With this we can start chaining together multiple Full-adders we can start adding multiple bits at the same time since the carry now propagates along the chain.

Ripple Adders

An N-bit adder is really just made up of Full adders chained together. Each adder is chained to the next by the carry-out line which then acts as the next adder's carry-in line. If we have say a 4-bit ripple adder, then each bit in the bit strings will go to a different adder.
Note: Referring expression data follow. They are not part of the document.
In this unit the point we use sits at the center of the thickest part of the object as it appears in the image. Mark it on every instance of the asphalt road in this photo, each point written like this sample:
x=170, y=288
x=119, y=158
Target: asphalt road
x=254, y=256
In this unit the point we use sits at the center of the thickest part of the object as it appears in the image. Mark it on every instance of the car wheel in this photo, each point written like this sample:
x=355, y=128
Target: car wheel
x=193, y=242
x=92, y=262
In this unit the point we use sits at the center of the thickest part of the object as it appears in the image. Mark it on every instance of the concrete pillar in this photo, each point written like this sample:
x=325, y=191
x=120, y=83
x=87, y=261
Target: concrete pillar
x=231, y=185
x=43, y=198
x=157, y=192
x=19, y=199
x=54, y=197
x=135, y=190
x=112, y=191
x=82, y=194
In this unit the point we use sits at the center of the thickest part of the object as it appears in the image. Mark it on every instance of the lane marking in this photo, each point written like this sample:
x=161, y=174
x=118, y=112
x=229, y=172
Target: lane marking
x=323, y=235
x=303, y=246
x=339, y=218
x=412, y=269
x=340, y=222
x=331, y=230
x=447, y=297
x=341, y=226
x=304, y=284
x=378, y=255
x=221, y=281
For now the initial carry in bit will be fed a 0 everytime.

fig2

Here we see that our 4-bit input A & B have the values 1111 & 0000 respectively. The 0th bit goes to Adder0, the 1th goes to Adder1, and so on. You should have also noticed that each one also takes a carry-in, which for now is 0 but it does mean we have to let the comutation happen one adder at a time. None of the sequential adders can do anything if the previous have done anything yet either. At the end of it all we get some bit results, and a carry-out. We can then simply reassemble the results back into one bit-string to assemble our final result.